Big Banks: the Principal-Agent problem which isn't discussed

  Alan Kohler has written an interesting article about the illusions of bank capital.

This brings to mind the basic Principal-Agent problem of Banks that are 'Too Big To Fail'. The average main board director of a Big 4-5 Bank in Australia is paid at least $5m to run a very highly leveraged business with insufficient capital to deal with a significant but not unprecedented bad debt problem. Westpac in 1991 quickly became insolvent due to its exposure to property developers and there was no clawback of board remuneration. Losing your job doesn't seem to be enough of a penalty.

The Principal-Agent problem is a serious one for our banking system and rarely discussed.

From Wikipedia:

The principal–agent problem (also known as agency dilemma or theory of agency) occurs when one person or entity (the "agent") is able to make decisions on behalf of, or that impact, another person or entity: the "principal". The dilemma exists because sometimes the agent is motivated to act in his own best interests rather than those of the principal. The agent-principal relationship is a useful analytic tool in political science and economics, but may also apply to other areas.

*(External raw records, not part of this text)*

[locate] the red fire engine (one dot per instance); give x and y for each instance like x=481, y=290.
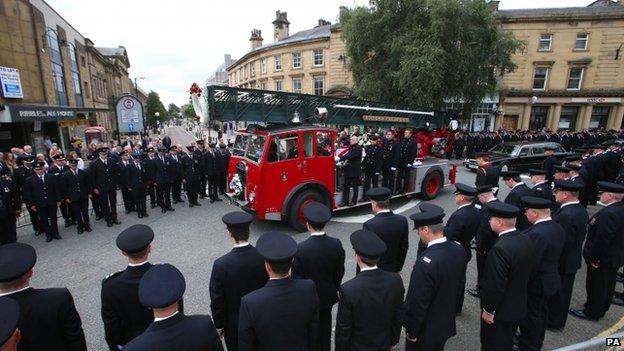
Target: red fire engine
x=284, y=159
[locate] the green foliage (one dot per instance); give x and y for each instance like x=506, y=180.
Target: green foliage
x=153, y=105
x=423, y=52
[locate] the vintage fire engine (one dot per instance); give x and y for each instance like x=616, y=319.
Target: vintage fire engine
x=285, y=157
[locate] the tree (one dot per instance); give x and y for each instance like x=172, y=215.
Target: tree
x=173, y=110
x=153, y=105
x=426, y=52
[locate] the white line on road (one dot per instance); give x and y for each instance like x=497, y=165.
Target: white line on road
x=364, y=218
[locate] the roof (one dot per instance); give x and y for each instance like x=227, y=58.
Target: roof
x=316, y=33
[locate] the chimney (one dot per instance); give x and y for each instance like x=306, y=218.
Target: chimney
x=256, y=39
x=280, y=25
x=323, y=22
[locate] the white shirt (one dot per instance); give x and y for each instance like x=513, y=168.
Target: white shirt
x=15, y=291
x=437, y=241
x=506, y=231
x=163, y=318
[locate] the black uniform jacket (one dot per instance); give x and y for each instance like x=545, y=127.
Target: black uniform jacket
x=180, y=332
x=44, y=193
x=605, y=237
x=370, y=311
x=234, y=275
x=462, y=227
x=548, y=238
x=49, y=320
x=76, y=187
x=394, y=231
x=321, y=258
x=123, y=315
x=281, y=316
x=514, y=198
x=430, y=301
x=507, y=270
x=574, y=220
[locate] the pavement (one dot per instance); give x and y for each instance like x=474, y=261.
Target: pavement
x=192, y=238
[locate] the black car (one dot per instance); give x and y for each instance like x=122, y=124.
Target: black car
x=521, y=155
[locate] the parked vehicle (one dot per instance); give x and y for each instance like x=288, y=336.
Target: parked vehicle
x=521, y=155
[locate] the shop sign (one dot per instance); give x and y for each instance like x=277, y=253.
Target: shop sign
x=597, y=100
x=11, y=83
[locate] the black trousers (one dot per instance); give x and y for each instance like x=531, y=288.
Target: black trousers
x=192, y=190
x=387, y=180
x=533, y=326
x=80, y=211
x=559, y=304
x=108, y=205
x=34, y=219
x=126, y=195
x=324, y=342
x=163, y=194
x=600, y=285
x=350, y=182
x=213, y=186
x=370, y=179
x=139, y=197
x=47, y=216
x=176, y=189
x=497, y=336
x=8, y=229
x=151, y=189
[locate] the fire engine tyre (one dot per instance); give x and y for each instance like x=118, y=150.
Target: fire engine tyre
x=431, y=185
x=295, y=212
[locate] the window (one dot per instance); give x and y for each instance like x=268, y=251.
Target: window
x=581, y=41
x=540, y=77
x=296, y=60
x=318, y=57
x=296, y=85
x=545, y=42
x=318, y=86
x=278, y=62
x=576, y=78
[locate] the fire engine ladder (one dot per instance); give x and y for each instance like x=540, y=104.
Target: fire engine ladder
x=274, y=107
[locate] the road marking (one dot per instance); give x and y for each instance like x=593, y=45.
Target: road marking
x=364, y=218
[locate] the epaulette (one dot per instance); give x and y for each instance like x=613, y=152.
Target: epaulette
x=108, y=277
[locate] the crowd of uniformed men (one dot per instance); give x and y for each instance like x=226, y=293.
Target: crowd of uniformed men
x=159, y=171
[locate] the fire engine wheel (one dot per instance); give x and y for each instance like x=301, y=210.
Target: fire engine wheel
x=431, y=185
x=295, y=215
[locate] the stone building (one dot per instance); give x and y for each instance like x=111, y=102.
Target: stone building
x=311, y=61
x=571, y=74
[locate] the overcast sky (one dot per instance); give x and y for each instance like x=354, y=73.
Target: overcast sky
x=174, y=43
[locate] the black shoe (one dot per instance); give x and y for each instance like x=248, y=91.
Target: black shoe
x=581, y=314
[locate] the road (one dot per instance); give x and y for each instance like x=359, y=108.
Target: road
x=192, y=238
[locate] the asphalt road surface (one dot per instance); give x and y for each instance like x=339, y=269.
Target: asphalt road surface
x=192, y=238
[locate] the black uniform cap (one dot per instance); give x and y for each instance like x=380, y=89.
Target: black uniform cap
x=276, y=247
x=8, y=318
x=609, y=187
x=16, y=259
x=509, y=174
x=535, y=202
x=464, y=189
x=135, y=238
x=568, y=185
x=502, y=210
x=367, y=244
x=161, y=286
x=378, y=194
x=316, y=212
x=533, y=172
x=237, y=221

Common examples of this relationship include corporate management (agent) and shareholders (principal), or politicians (agent) and voters (principal).[1] For another example, consider a dental patient (the principal) wondering whether his dentist (the agent) is recommending expensive treatment because it is truly necessary for the patient's dental health, or because it will generate income for the dentist. In fact the problem potentially arises in almost any context where one party is being paid by another to do something, whether in formal employment or a negotiated deal such as paying for household jobs or car repairs.

The problem arises where the two parties have different interests and asymmetric information (the agent having more information), such that the principal cannot directly ensure that the agent is always acting in its (the principal's) best interests,[2] particularly when activities that are useful to the principal are costly to the agent, and where elements of what the agent does are costly for the principal to observe. Moral hazard and conflict of interest may arise. Indeed, the principal may be sufficiently concerned at the possibility of being exploited by the agent that he chooses not to enter into a transaction at all, when that deal would have actually been in both parties' best interests: a suboptimal outcome that lowers welfare overall. The deviation from the principal's interest by the agent is called "agency costs".[2]